At the hearing Thursday, federal prosecutors told Judge Howard that Duke ignored repeated warnings from state officials and environmental groups about problems at its coal ash dumps. Prosecutors gave multiple examples of Duke failing to prevent its illegal pollution, despite adequate warnings, the Associated Press reported. In the Dan River incident, engineers at the plant in Eden twice requested $20,000 from Duke headquarters to use a robotic camera to inspect aging drainage pipes -- including the one that later collapsed and resulted in the spill.

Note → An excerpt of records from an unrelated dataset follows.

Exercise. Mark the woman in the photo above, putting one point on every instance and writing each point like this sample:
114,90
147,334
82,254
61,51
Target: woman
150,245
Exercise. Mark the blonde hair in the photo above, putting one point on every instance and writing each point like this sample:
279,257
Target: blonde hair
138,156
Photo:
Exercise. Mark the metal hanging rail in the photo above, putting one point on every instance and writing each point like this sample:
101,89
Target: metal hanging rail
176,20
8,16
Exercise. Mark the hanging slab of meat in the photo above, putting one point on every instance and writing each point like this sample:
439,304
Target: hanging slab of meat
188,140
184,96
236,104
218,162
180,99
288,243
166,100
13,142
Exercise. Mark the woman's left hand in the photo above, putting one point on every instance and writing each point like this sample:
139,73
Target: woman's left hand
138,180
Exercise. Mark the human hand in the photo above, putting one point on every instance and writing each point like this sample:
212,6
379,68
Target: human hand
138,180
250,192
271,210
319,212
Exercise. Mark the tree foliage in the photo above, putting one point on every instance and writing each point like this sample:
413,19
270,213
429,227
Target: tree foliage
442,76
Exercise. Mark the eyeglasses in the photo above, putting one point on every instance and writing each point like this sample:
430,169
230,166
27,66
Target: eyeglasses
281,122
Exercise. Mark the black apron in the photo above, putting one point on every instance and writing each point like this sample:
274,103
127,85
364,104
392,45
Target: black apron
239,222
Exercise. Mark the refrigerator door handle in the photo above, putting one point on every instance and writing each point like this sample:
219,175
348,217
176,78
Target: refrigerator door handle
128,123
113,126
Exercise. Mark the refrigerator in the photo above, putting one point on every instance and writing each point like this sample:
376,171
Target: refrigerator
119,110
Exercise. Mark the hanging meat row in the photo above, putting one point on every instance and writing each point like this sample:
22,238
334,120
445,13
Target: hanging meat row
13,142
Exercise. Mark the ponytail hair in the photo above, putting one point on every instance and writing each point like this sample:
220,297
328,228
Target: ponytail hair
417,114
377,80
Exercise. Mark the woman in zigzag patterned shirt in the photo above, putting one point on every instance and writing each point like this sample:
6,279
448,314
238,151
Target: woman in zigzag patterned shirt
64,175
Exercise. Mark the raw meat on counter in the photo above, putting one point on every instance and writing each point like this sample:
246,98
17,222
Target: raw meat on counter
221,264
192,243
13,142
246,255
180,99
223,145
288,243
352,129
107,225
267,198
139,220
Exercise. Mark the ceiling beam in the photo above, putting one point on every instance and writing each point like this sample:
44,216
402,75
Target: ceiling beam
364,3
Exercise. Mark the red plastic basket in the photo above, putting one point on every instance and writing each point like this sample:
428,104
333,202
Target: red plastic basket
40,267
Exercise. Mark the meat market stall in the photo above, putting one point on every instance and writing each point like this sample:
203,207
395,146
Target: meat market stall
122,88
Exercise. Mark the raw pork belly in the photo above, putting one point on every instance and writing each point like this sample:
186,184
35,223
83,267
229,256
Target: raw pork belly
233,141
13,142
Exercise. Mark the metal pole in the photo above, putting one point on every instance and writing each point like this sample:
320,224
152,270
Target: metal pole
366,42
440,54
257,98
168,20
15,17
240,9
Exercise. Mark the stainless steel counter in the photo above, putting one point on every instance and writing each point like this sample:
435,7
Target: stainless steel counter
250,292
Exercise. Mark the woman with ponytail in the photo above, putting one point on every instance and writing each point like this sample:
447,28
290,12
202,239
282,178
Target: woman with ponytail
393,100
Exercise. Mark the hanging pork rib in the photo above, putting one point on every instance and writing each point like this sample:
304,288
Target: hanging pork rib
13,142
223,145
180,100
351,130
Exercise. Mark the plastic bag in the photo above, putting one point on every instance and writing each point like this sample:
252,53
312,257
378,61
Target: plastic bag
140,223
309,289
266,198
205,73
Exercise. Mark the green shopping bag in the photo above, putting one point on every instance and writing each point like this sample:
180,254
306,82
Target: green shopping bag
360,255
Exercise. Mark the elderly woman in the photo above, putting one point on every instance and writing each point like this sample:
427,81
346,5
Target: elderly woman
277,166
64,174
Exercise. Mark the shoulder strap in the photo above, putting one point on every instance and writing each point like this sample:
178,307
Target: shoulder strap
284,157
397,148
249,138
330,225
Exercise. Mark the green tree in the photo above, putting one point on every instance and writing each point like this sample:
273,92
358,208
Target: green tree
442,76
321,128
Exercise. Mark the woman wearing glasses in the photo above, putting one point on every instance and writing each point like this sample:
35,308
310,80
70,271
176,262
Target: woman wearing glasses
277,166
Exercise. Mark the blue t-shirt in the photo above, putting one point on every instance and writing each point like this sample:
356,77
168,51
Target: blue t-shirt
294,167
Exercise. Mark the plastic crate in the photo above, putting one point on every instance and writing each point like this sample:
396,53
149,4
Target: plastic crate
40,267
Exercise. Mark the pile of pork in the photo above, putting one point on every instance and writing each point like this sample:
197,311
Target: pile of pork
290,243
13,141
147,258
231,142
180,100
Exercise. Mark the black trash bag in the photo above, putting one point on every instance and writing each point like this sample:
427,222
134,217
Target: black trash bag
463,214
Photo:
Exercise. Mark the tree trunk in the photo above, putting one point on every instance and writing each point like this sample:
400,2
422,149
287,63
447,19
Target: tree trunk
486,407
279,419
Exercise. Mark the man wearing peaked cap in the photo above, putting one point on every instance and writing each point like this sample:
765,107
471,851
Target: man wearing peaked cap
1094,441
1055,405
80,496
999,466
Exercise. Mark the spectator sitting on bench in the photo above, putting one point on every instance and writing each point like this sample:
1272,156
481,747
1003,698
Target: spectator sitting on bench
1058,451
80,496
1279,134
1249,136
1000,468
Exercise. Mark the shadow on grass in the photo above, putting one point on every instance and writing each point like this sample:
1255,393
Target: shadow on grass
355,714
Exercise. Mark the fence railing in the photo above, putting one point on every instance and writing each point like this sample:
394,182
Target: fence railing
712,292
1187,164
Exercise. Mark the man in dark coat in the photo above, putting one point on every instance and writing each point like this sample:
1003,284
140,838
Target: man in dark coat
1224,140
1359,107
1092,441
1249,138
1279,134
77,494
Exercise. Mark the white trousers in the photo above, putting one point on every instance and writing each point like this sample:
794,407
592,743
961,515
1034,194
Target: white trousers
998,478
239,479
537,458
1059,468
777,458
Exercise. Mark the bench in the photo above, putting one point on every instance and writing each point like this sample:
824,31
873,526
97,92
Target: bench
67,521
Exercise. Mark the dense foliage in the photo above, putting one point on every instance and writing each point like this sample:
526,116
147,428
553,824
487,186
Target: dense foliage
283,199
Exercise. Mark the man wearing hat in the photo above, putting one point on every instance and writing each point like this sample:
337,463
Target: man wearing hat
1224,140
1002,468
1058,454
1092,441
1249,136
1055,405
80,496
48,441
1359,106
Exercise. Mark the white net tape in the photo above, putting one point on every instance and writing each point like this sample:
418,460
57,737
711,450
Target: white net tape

“They should have been monitoring better, they should have been fixing what they saw, they should have been listening to their employees,” Assistant Attorney General John C. Cruden said, the AP noted. “If they had done that, the spill we saw would not have occurred.”
Federal environmental officials later scolded the utility for jeopardizing drinking water for millions of North Carolina residents. “Companies that cut corners and contaminate waters on which communities depend, as Duke did here, will be held accountable,” Cynthia Giles, an assistant administrator for the U.S. Environmental Protection Agency, said in a statement.
Duke is in the early stages of a long process to move or cap 24 coal ash dumps by 2029. Eight other dumps must be excavated and shuttered within five years, according to a North Carolina law adopted last year in response to the Dan River spill. The coal ash law also requires state investigators to test private wells within 1,000 feet of power plant boundaries. About 145 wells have been sampled since last October, and at least 87 of those show signs of groundwater contamination.
At Thursday’s hearing, Judge Howard also sentenced Duke to five years’ probation. Under the terms, the utility will be monitored for compliance with the Clean Water Act. If Duke violates the law during that period, it could be subject to further fines or penalties by the court.